Mauro Moretti (born 29 October 1953) is an Italian executive, former CEO and general manager of Leonardo S.p.A. (formerly Finmeccanica) from May 2014 to May 2017 and convicted felon.

He is also president of the AeroSpace and Defence Industries Association of Europe since March 2015, chairman of the Italy-Japan Business Group since September 2015, honorary chairman of the Italian Industries Federation for Aerospace, Defence and Security since July 2014, and president of the Italian FS Italian Foundation since 2013.

He has been CEO of Ferrovie dello Stato Italiane and chairman of the Community of European Railway and Infrastructure Companies.
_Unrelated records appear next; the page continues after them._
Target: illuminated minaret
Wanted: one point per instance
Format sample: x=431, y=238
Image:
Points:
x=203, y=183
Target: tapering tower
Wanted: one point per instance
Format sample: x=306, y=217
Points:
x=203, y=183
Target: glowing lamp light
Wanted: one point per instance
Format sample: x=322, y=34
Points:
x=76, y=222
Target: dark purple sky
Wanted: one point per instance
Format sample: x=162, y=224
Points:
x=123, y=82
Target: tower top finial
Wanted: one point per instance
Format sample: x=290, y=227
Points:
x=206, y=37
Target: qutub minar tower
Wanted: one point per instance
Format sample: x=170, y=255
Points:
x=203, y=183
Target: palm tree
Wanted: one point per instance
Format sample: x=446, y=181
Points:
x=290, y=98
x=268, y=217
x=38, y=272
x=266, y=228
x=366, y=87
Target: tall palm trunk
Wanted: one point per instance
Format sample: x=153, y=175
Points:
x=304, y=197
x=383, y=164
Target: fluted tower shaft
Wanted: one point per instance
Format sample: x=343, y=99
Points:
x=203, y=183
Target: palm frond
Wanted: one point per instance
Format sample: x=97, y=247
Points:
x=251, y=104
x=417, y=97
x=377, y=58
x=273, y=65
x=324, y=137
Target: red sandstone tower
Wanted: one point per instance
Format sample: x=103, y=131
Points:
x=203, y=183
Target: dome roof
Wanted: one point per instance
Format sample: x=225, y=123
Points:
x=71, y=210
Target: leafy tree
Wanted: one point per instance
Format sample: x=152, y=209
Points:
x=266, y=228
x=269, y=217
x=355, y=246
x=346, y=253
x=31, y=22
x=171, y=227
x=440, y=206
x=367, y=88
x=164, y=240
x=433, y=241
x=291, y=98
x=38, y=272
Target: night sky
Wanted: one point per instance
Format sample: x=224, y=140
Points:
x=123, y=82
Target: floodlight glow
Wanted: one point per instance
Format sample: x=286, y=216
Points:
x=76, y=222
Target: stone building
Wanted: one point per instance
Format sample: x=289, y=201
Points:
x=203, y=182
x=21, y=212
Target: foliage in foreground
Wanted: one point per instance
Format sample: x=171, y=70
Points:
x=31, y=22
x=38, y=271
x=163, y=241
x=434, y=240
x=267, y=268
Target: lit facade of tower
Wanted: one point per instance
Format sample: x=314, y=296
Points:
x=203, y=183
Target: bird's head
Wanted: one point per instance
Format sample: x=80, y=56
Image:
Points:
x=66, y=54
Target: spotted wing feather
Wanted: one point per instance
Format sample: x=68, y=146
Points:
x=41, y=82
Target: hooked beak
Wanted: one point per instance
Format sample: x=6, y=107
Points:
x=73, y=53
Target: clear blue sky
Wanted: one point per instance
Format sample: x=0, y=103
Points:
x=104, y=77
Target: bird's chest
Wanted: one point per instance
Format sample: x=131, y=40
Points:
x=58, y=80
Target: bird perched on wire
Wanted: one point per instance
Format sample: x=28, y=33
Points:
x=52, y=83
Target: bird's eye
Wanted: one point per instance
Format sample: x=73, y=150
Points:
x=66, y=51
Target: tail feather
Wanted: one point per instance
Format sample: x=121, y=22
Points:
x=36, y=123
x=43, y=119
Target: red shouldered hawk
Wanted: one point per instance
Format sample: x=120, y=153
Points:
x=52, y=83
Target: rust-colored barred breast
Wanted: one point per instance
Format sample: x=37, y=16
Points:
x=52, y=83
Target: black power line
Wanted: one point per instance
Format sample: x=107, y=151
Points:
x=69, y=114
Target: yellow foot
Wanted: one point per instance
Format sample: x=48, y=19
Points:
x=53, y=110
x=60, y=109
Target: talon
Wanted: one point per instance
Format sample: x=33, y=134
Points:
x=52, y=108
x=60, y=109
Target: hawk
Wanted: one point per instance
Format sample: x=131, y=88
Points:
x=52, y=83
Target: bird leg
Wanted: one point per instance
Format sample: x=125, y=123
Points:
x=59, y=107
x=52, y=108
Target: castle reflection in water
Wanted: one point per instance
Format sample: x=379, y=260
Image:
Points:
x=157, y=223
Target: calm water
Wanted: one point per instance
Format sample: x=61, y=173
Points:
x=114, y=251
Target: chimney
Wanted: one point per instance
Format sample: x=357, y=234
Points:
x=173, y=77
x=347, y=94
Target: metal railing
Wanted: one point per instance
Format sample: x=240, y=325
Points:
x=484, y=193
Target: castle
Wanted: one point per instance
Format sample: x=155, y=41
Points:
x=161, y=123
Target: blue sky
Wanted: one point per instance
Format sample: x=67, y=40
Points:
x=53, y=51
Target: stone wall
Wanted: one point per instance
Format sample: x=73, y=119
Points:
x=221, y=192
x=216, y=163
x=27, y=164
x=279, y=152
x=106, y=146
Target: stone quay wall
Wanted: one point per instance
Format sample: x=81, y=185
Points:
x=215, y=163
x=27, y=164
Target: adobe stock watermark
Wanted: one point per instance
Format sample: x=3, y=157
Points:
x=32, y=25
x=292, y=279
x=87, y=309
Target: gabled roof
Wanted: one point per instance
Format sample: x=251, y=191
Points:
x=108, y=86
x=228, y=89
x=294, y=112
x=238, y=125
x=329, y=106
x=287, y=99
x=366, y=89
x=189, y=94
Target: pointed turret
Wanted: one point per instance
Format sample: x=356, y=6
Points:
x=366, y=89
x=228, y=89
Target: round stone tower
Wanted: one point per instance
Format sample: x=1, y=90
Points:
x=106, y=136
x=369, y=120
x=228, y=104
He was Mompeo mayor in 2004 and he worked as syndicalist.

==Biography==
Mauro Moretti joined Ferrovie dello Stato a few months after graduating in Electro Technical Engineering at Bologna University.
His career continued in FS where, after passing a public examination, he reached an executive position. Since then, he has held numerous positions in various sectors and with various companies of the Group. Moretti has been Vice-Director of the Technologies and System Development Division (December 1991), Director of the Technological Development and Rolling Stock Division (March 1993), Managing Director of Metropolis, the Group company for the management, development of real estate assets (February 1994).

In December 1997 Moretti became the director of "Area Strategica di Affari" (ASA)- Business Strategies, which he managed even after it was transformed into the Infrastructure Division (July 1999). In February 2001 Moretti became a member of the board of directors of Ferrovie dello Stato. In July of the same year, Rete Ferroviaria Italiana was set up and he was appointed managing director. During his time in FS he also became a cadre of the trade union CGIL Trasporti, arriving to be its secretary from 1986 to 1991.

In September 2006 he was appointed chief executive officer of Ferrovie dello Stato Italiane Spa.

In May 2014 Finmeccanica (Leonardo S.p.A. since 1 January 2017) Board of Directors appointed Mauro Moretti as new Chief Executive Officer and General Manager of the Group.

In 2015, Moretti has launched the company's reorganisation plan for its competitiveness in global markets. The plan's objective was to transform the company into a more integrated industrial hub, structured in seven operational divisions. The company's activities have been focused on the core business of Aerospace, Defence and Security and non-strategic assets, such as the Transport sector, have been sold off. At the same time, Moretti has implemented plans for debt and cost reduction and profitability recovery. In 2016, Moretti also proposed to change the company name from Finmeccanica to Leonardo SpA, a name inspired by the Italian scientist Leonardo da Vinci.

On 30 January 2017, Moretti was convicted by an Italian court for his role in a train crash in 2009, in which a freight train carrying liquefied gas derailed and caught fire at the Italian town of Viareggio, killing 32 people. Moretti received a seven-year jail sentence, but several levels of appeal may take years to resolve the conviction during which time Moretti will be free. Despite initial support from the company in retaining Moretti in his role during this legal process he was shortly removed from the position of CEO.

In January 2021, the Supreme Court of Cassation overturned Moretti's conviction as the statute of limitations for a manslaughter conviction had expired. The case was remanded to the appeals court of Florence.

==Honours and awards==
- Knight of the Order of Merit for Labour: nominated by president of Italy Giorgio Napolitano (2010).
- Honorary degree in mechanical engineering from University of Cassino
- Moretti has been awarded in Milan by the Financial Company Awards 2008 as the best manager of the year.